Summary

1. During replication each parent DNA strand acts as the template for the synthesis of a new daughter strand. The base sequence of the newly synthesized strand is complementary to that of the template strand.

2. Replication starts at specific sequences called origins of replication. The two strands untwist and form the replication fork. Helicase enzymes unwind the double helix, and single-strand binding proteins keep it unwound during replication. DNA polymerase III synthesizes the leading strand continuously in the 5' to 3' direction. The lagging strand is made discontinuously in short pieces in the 5' to 3' direction. These are joined together by DNA ligase.

3. DNA polymerase is a self-correcting enzyme. It can remove an incorrect base using its 3'- to 5'-exonuclease activity and then replace it.

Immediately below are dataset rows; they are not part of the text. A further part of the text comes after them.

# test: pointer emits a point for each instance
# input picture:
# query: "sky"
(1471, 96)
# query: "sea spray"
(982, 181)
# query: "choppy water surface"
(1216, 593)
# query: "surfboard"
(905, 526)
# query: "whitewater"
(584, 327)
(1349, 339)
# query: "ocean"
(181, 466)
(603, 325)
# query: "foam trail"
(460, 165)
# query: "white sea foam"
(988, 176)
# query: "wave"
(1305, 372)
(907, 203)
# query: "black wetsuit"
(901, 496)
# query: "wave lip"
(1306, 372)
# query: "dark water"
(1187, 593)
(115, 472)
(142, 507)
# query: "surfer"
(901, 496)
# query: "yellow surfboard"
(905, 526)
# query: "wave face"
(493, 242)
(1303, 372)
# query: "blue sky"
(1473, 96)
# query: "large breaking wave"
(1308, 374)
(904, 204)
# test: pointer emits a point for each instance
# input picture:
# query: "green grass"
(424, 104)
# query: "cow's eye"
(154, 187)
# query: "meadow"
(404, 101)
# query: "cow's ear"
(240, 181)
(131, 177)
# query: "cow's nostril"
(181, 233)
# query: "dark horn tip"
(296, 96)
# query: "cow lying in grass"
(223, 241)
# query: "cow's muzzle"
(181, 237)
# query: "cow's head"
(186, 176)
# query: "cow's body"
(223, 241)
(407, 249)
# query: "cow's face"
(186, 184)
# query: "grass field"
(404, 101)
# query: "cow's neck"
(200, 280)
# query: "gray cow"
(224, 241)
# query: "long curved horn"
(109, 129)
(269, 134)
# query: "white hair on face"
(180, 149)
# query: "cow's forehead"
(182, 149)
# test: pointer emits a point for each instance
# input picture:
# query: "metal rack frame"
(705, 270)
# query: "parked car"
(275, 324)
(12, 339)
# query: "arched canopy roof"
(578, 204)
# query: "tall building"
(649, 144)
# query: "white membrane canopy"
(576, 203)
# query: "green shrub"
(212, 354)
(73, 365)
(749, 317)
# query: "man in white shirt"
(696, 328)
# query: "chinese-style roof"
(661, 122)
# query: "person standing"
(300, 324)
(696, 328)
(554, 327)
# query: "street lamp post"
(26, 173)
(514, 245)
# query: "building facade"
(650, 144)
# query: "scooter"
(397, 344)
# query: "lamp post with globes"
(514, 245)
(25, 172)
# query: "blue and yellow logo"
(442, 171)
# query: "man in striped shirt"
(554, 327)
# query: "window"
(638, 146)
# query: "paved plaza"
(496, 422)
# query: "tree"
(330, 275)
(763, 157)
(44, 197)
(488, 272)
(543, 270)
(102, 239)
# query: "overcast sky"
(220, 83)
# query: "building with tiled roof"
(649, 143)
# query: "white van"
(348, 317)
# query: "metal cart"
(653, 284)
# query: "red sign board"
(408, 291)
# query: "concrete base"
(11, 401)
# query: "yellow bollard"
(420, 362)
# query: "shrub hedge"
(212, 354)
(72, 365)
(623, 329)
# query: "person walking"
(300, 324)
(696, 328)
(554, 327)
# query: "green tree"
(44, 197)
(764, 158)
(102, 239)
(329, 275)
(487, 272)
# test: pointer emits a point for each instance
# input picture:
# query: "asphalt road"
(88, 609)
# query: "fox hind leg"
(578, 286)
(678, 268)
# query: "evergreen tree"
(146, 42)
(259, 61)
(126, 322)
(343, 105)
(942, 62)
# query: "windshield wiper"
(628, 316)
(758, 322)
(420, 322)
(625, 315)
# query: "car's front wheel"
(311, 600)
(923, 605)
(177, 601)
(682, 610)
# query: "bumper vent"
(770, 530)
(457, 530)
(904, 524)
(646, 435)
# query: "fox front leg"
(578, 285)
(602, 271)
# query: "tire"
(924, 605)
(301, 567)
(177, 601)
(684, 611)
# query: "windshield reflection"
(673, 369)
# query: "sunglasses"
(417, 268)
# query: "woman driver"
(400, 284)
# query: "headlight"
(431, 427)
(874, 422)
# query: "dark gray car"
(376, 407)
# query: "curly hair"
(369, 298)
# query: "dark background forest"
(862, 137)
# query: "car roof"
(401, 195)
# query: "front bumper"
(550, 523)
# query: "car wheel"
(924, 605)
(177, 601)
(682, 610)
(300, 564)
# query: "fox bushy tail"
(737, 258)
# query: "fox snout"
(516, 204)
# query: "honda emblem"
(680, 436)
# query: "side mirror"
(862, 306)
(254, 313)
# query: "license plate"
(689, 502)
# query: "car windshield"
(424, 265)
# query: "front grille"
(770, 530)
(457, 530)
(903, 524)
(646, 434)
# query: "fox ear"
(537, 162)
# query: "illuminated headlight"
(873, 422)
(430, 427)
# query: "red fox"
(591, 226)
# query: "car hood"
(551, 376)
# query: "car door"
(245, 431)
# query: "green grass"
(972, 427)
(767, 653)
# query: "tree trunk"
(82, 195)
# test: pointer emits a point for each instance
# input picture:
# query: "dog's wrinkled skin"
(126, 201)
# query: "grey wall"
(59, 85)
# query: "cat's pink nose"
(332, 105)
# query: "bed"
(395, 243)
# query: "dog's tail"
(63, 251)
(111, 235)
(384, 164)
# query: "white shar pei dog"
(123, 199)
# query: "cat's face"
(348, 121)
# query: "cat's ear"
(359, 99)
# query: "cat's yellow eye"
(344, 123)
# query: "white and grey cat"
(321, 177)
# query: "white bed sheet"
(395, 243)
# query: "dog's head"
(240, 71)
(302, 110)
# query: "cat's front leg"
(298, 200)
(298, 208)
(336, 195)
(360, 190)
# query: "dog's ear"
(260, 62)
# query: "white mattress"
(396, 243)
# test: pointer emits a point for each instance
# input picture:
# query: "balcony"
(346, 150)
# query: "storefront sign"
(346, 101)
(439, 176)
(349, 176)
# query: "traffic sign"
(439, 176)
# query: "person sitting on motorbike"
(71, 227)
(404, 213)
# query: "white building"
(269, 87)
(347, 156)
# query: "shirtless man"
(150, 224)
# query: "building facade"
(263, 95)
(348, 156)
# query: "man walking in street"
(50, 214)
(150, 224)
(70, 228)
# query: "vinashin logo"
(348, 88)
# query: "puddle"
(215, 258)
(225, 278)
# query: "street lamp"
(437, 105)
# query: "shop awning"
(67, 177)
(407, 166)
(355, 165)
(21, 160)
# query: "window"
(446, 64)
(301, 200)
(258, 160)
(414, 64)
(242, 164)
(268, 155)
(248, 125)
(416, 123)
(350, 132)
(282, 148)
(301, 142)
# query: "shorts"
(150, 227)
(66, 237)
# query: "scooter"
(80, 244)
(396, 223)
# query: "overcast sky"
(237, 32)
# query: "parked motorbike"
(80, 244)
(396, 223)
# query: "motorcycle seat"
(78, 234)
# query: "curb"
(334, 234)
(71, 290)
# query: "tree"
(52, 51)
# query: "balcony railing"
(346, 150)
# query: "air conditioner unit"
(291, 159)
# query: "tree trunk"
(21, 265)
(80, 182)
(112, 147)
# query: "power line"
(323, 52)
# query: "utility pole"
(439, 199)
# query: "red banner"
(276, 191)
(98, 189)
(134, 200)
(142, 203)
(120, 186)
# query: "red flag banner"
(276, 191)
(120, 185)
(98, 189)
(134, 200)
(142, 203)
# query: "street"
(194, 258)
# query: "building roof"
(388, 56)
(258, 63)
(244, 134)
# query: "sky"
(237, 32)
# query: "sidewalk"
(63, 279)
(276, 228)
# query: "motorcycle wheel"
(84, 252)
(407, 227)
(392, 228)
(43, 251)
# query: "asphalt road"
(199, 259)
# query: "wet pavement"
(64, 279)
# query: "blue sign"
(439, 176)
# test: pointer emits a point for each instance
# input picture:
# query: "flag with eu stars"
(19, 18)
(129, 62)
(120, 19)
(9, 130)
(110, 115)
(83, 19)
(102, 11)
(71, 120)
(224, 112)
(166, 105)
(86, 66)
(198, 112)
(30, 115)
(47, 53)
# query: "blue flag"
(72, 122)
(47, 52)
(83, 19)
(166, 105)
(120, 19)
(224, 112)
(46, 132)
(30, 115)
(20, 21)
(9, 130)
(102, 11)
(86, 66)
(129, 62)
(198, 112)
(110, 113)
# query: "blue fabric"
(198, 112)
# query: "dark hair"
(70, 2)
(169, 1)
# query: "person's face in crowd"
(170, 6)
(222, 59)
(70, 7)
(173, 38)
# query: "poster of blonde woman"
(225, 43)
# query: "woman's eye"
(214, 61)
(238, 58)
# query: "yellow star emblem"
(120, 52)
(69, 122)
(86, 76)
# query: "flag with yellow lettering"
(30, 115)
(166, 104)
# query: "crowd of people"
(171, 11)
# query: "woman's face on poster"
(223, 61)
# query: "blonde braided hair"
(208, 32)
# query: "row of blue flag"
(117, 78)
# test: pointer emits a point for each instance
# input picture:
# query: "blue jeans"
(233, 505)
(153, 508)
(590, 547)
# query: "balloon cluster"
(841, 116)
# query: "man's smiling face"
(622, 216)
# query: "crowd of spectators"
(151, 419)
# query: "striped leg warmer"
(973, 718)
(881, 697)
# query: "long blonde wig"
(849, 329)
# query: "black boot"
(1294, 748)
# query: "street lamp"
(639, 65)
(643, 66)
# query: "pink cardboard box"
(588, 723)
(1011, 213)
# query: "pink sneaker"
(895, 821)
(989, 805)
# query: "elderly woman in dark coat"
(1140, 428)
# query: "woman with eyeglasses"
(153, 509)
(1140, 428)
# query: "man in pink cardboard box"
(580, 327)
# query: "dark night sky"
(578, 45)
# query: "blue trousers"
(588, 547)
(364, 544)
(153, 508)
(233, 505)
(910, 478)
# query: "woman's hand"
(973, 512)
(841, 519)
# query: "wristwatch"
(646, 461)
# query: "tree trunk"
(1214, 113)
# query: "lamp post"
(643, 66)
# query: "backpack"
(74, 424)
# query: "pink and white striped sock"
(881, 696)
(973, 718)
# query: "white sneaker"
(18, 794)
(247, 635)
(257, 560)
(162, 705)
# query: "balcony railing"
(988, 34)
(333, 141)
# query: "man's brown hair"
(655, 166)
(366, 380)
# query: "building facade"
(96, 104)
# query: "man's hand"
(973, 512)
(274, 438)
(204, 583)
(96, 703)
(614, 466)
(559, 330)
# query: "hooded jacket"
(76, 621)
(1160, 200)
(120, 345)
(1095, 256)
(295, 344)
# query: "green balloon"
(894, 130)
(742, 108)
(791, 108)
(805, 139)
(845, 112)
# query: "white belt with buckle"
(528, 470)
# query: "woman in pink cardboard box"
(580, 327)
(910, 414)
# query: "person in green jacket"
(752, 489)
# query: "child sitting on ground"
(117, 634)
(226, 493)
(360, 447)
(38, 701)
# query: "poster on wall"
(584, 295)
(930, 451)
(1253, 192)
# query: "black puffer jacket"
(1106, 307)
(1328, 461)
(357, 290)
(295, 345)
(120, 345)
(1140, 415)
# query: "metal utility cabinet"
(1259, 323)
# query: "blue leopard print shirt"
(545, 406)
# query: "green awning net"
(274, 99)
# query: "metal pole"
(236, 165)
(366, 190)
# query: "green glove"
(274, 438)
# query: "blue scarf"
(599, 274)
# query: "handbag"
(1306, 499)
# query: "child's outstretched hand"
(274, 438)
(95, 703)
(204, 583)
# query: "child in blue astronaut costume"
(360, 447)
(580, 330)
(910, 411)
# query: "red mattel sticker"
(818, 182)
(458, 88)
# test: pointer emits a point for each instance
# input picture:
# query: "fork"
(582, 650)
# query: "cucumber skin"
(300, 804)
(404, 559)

4. DNA repair enzymes can correct mutations. Uracil in DNA, resulting from the spontaneous deamination of cytosine, is removed by uracil-DNA glycosidase. The depyrim-idinated sugar is cleaved from the sugar-phosphate backbone by AP endonuclease, and DNA polymerase then inserts the correct nucleotide. The phosphodiester link is reformed by DNA ligase.

5. Protein-coding genes are split into exons and introns. Only exons code for protein. The human genome has a large amount of DNA whose function is not obvious. This includes much repetitious DNA, whose sequence is multiplied many times.

6. Protein-coding genes may be found in repeated groups of slightly diverging structure called gene families, either close together or scattered over the genome. Some of the family members have lost the ability to operate—they are pseudogenes.